Happy Thanksgiving!! The day has finally arrived, and this Italian sausage & fennel stuffing will be the star of the table!
I’m going to keep this post short and sweet, because there is a ton of cooking to get going! We are hosting Thanksgiving here, and that means I will be cooking non-stop starting in about 5 minutes. I’ll be making this turkey & cranberry sauce, this mac & cheese, this persimmon salad, these cornbread muffins, this pumpkin cake, and lots more!
And, of course we cannot forget about the stuffing. This one is so simple and absolutely delicious. It’s full of caramelized vegetables, italian sausage, sage, crusty bread, and toasted pistachios. Baked until golden brown. Serve it with lots of gravy (and, it makes a really good leftover dish with a poached egg on top).
I want to wish everyone a wonderful Thanksgiving Day. I hope you enjoy the time with your family and loved ones around the table. Sharing food is one of the simplest pleasures in life, and I am so glad this day is all about being thankful and sharing a wonderful celebration with each other.
- 1 lb crusty bread, cut into ¾” cubes
- 1 ½ cups chicken (or turkey) stock
- 2 tbsp butter
- 1 lb bulk Italian sausage
- 6 tbsp butter
- 1 onion
- 1 fennel bulb
- 1 leek
- salt and freshly cracked black pepper, as needed
- ¼ cup julienned sage, loosely packed
- 2.5 oz dried apricots, chopped
- 1 ½ oz toasted pistachios, chopped
- Preheat the oven to 300F. Spread the bread cubes out onto a sheet pan. Bake the bread for 10 minutes. Transfer the bread to a large bowl and pour in the chicken stock, making sure to coat every inch. Let soak for about 30 minutes to soften.
- Meanwhile, in a large sauté pan, melt the butter over medium-high heat. Add the sausage and use a wooden spoon to break it into smaller pieces.
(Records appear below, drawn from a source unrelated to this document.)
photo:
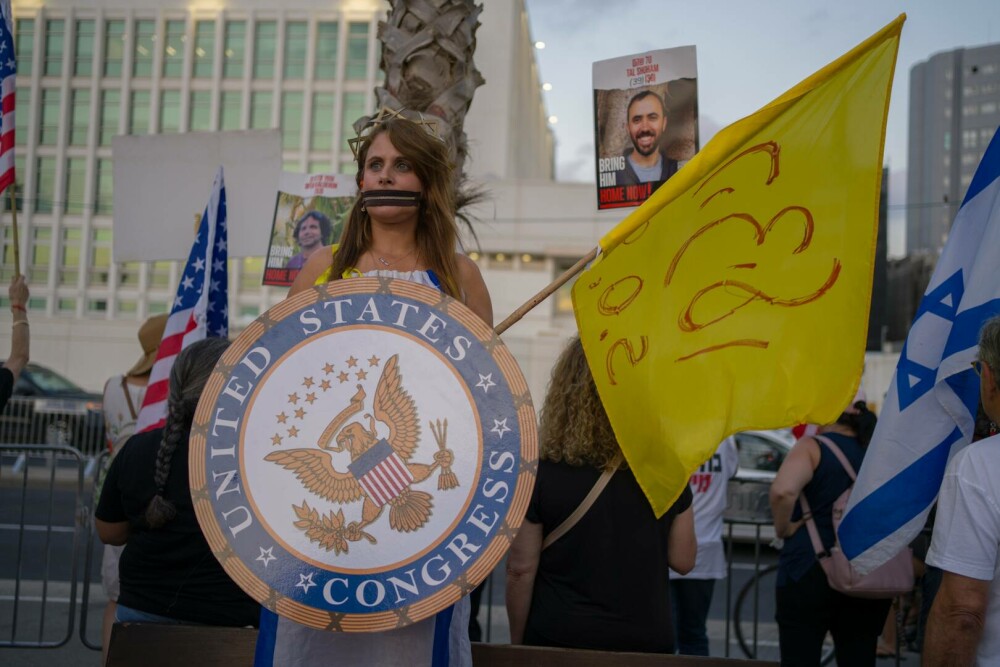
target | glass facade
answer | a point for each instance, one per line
(83, 57)
(204, 49)
(110, 70)
(234, 49)
(173, 49)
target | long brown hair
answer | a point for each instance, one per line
(574, 426)
(437, 234)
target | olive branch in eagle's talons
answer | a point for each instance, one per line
(444, 457)
(329, 531)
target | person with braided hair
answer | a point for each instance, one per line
(167, 571)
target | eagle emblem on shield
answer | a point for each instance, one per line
(380, 472)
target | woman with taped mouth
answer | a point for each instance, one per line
(602, 582)
(402, 226)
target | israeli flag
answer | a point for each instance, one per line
(930, 410)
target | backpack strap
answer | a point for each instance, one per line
(821, 551)
(585, 504)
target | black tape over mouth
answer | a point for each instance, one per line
(390, 198)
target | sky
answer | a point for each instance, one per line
(749, 52)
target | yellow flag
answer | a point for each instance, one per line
(737, 296)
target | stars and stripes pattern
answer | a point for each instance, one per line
(8, 68)
(200, 309)
(930, 410)
(381, 473)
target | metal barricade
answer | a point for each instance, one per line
(43, 516)
(71, 422)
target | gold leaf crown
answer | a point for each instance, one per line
(432, 125)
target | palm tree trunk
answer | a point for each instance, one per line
(427, 56)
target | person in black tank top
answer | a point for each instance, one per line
(807, 608)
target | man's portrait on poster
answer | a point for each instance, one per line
(646, 114)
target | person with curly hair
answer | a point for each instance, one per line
(167, 571)
(604, 583)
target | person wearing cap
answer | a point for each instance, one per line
(18, 359)
(123, 396)
(806, 608)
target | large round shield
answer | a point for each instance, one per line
(363, 455)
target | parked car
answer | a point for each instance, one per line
(47, 408)
(761, 453)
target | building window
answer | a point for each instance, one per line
(128, 274)
(204, 49)
(80, 122)
(230, 110)
(55, 40)
(83, 60)
(354, 108)
(104, 201)
(127, 306)
(97, 306)
(321, 137)
(48, 132)
(76, 176)
(291, 120)
(968, 138)
(18, 186)
(142, 48)
(159, 275)
(319, 167)
(139, 113)
(170, 111)
(25, 48)
(23, 97)
(110, 115)
(234, 49)
(357, 51)
(41, 255)
(264, 48)
(114, 47)
(200, 113)
(296, 45)
(69, 265)
(327, 36)
(260, 110)
(173, 49)
(100, 257)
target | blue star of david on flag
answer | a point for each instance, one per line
(929, 412)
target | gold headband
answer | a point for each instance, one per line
(430, 123)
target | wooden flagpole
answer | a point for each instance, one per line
(545, 293)
(11, 189)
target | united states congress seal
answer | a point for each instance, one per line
(363, 455)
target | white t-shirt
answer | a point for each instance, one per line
(967, 530)
(708, 485)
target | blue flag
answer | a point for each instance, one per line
(930, 410)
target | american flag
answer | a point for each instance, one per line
(381, 473)
(200, 308)
(8, 68)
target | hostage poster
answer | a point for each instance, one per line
(309, 213)
(646, 122)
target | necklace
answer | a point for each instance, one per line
(390, 263)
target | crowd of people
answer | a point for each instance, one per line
(570, 582)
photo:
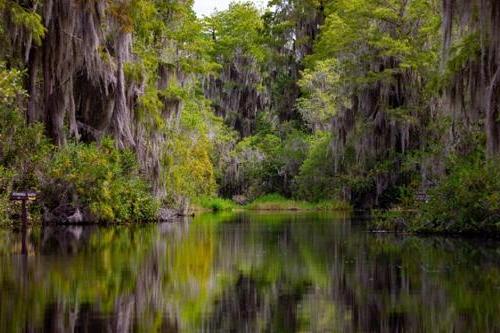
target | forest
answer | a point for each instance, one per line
(134, 110)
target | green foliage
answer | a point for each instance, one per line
(101, 178)
(24, 150)
(236, 31)
(276, 202)
(214, 204)
(30, 21)
(467, 200)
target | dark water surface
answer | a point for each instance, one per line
(246, 273)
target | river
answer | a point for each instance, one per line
(246, 272)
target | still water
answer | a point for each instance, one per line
(246, 273)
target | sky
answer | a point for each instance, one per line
(206, 7)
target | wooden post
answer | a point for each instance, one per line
(25, 198)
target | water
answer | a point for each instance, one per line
(246, 272)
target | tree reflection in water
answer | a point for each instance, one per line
(246, 272)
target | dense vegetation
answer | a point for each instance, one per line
(114, 108)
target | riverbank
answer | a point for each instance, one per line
(269, 202)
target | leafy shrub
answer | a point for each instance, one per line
(215, 204)
(99, 179)
(24, 149)
(467, 200)
(316, 178)
(278, 202)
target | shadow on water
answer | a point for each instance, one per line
(246, 272)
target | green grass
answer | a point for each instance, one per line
(213, 204)
(276, 202)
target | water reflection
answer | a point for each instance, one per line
(246, 273)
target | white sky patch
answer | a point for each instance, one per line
(207, 7)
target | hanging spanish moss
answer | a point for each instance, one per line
(471, 31)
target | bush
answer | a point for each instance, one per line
(278, 202)
(465, 201)
(215, 204)
(100, 180)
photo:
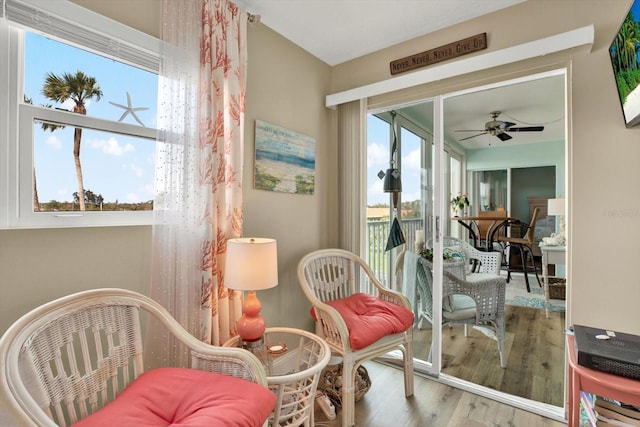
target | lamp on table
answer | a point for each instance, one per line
(251, 265)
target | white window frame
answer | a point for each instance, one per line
(89, 31)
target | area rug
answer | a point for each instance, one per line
(517, 294)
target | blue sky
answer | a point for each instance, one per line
(117, 167)
(378, 159)
(122, 168)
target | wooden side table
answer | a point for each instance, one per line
(294, 360)
(584, 379)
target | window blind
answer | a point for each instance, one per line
(83, 28)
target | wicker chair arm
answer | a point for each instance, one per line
(333, 326)
(229, 361)
(394, 297)
(488, 294)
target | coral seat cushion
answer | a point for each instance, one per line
(186, 397)
(369, 318)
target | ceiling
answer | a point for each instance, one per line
(336, 31)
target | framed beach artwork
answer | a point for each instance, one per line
(626, 65)
(285, 160)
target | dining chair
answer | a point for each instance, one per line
(524, 246)
(490, 228)
(358, 317)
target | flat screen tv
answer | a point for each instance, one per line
(626, 64)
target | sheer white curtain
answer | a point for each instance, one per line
(198, 203)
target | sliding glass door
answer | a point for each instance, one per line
(436, 164)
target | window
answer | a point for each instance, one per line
(79, 136)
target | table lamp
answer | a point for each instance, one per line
(251, 265)
(555, 207)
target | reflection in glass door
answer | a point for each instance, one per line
(534, 372)
(415, 144)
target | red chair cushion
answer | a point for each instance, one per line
(369, 318)
(186, 397)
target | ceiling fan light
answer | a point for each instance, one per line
(504, 136)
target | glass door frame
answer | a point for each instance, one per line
(440, 215)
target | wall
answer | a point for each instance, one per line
(37, 266)
(602, 171)
(602, 174)
(286, 86)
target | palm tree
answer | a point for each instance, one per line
(79, 88)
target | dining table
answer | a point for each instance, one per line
(471, 224)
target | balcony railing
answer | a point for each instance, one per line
(377, 235)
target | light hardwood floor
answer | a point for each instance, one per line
(535, 370)
(534, 350)
(433, 405)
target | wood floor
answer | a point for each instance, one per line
(534, 350)
(535, 370)
(432, 405)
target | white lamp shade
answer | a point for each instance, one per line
(555, 207)
(251, 264)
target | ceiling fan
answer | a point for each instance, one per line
(499, 128)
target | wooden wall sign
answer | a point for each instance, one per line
(442, 53)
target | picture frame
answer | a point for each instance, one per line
(284, 160)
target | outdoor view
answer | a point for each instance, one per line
(81, 168)
(378, 160)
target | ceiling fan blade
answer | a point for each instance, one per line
(473, 136)
(503, 136)
(526, 129)
(505, 125)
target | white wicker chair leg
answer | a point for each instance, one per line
(348, 393)
(408, 367)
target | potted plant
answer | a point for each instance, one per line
(458, 204)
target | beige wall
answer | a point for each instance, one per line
(603, 176)
(287, 87)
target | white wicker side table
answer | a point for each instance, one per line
(294, 360)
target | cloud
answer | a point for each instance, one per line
(111, 146)
(54, 142)
(377, 154)
(412, 160)
(137, 170)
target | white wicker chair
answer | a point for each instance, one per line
(484, 262)
(332, 274)
(67, 358)
(485, 287)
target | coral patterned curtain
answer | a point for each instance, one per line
(198, 204)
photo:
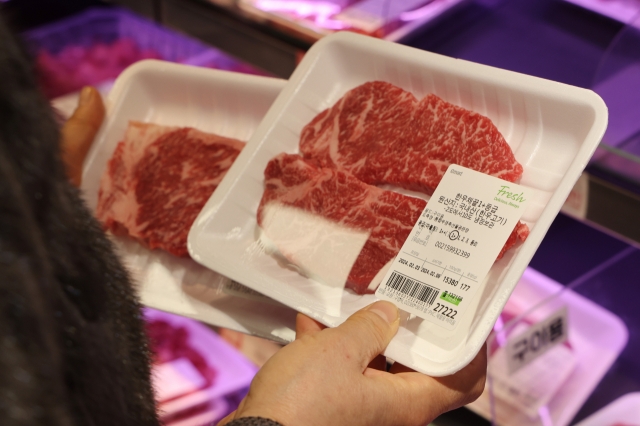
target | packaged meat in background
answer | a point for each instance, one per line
(158, 180)
(96, 45)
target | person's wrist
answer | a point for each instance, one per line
(254, 421)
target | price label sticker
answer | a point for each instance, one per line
(452, 247)
(537, 340)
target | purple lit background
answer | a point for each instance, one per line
(559, 41)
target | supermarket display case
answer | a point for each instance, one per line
(588, 262)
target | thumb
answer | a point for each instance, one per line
(367, 333)
(78, 132)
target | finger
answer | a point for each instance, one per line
(366, 333)
(79, 131)
(378, 363)
(444, 393)
(307, 326)
(226, 419)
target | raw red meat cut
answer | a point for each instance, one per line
(340, 197)
(383, 135)
(158, 180)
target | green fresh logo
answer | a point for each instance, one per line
(451, 298)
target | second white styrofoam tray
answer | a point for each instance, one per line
(226, 103)
(552, 129)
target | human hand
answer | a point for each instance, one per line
(323, 378)
(78, 132)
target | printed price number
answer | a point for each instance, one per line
(409, 264)
(450, 281)
(445, 310)
(452, 249)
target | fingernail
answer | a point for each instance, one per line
(85, 95)
(386, 310)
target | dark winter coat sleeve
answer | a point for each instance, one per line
(72, 347)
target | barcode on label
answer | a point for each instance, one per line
(412, 288)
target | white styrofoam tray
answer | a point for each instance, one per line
(226, 103)
(596, 337)
(552, 128)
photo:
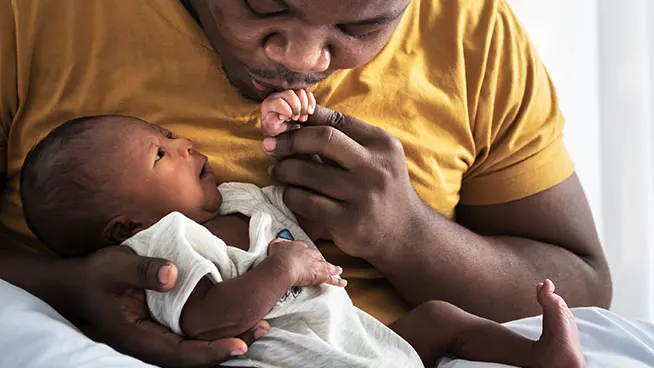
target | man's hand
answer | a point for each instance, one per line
(365, 197)
(307, 265)
(112, 304)
(485, 264)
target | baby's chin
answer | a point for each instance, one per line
(211, 208)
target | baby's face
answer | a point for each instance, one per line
(163, 174)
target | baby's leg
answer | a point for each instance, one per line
(437, 327)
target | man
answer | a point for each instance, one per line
(466, 193)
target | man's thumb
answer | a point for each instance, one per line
(150, 273)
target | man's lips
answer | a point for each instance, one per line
(267, 87)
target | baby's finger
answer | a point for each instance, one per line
(336, 281)
(312, 103)
(294, 102)
(304, 101)
(274, 114)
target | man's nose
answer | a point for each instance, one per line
(299, 50)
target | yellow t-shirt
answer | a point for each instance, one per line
(459, 84)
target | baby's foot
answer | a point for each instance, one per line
(559, 345)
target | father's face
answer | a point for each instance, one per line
(274, 45)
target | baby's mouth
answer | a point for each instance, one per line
(204, 171)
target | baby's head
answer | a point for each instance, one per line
(96, 181)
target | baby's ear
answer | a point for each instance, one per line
(120, 229)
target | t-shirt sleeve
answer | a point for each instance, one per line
(517, 124)
(176, 238)
(8, 75)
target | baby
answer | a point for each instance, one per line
(242, 257)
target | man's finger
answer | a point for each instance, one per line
(352, 127)
(325, 141)
(133, 271)
(324, 179)
(167, 349)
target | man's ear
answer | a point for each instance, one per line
(119, 229)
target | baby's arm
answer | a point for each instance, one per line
(234, 306)
(286, 111)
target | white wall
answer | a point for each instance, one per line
(565, 34)
(599, 55)
(626, 45)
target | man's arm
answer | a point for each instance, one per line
(372, 212)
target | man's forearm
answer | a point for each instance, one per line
(494, 277)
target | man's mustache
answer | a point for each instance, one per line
(281, 73)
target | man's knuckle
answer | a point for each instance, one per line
(323, 137)
(335, 119)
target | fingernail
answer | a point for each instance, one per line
(258, 333)
(269, 144)
(163, 275)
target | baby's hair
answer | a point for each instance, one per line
(65, 186)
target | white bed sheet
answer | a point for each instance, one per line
(33, 335)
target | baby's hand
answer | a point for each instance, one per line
(284, 110)
(307, 265)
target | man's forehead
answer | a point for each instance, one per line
(346, 11)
Let the sausage cook until browned and caramelized, about 6 minutes.
- Peel and dice the onion into ½” pieces. Cut the end and stem off of the fennel bulb. Slice the fennel in half, discard the core, and dice into ½” pieces. Cut the end and dark green section off of the leek. Dice the leek into ½” pieces. (Leeks contain a lot of dirt, so make sure to wash well.)
- Use a slotted spoon to transfer the sausage to the bread bowl, leaving the drippings behind. In the same pan, add the remaining butter and let melt. Add the onion, fennel, and leek. Season with a generous amount of salt and freshly cracked black pepper. Add the sage. Let sauté until caramelized, about 8-10 minutes. Add the dried apricots and cook for another 2 minutes. Add the vegetable mixture and toasted pistachios to the bread bowl. Stir everything together. Raise the oven to 350F. Grease a 9x12” baking dish with a coating of oil. Pour the stuffing mixture into the baking dish, spreading it out into an even layer. Bake for about 30 minutes until golden brown.